Black and White Cookies
- Yield: Makes 10
Source: Martha Stewart Living, November 2000
- 1 cup all-purpose flour
- 2/3 cup cake flour, not self-rising
- 1/2 teaspoon baking powder
- 1/4 teaspoon salt
- 2 large eggs
- 3/4 cup granulated sugar
- 1/2 cup milk
- 6 tablespoons unsalted butter, melted and cooled
- 1/2 teaspoon pure vanilla extract
- 1/2 teaspoon pure lemon extract
- 2 cups confectioners' sugar, sifted
- 2 tablespoons light corn syrup, plus more if needed
- 1 1/2 ounces bittersweet chocolate, melted
Preheat oven to 350 degrees. Sift together flours, baking powder, and salt; set aside. In a medium bowl, whisk eggs and sugar until smooth. Add milk, and whisk to combine. Whisk in melted butter and extracts. Add flour mixture, and stir to form a smooth dough. Cover, and chill for 1 hour.
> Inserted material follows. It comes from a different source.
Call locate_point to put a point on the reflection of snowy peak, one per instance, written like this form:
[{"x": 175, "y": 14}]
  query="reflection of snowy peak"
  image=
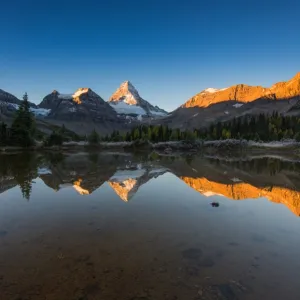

Line baking pans with Silpat nonstick baking mats. Using a 2-ounce scoop, drop five cookies per pan, 3 inches apart. Bake until edges are light brown, 12 to 15 minutes. Transfer cookies to a wire rack set over parchment paper to cool.
In a small bowl, combine confectioners' sugar, 3 tablespoons hot water, and corn syrup. Whisk until smooth. Using a small offset spatula, ice half of each cookie. Return cookies to rack to drip, if necessary.
Add chocolate to remaining icing. Stir until smooth. Add additional corn syrup to thin to desired consistency, if necessary. Spread chocolate icing over second half of each cookie. Allow cookies to set, about 10 minutes.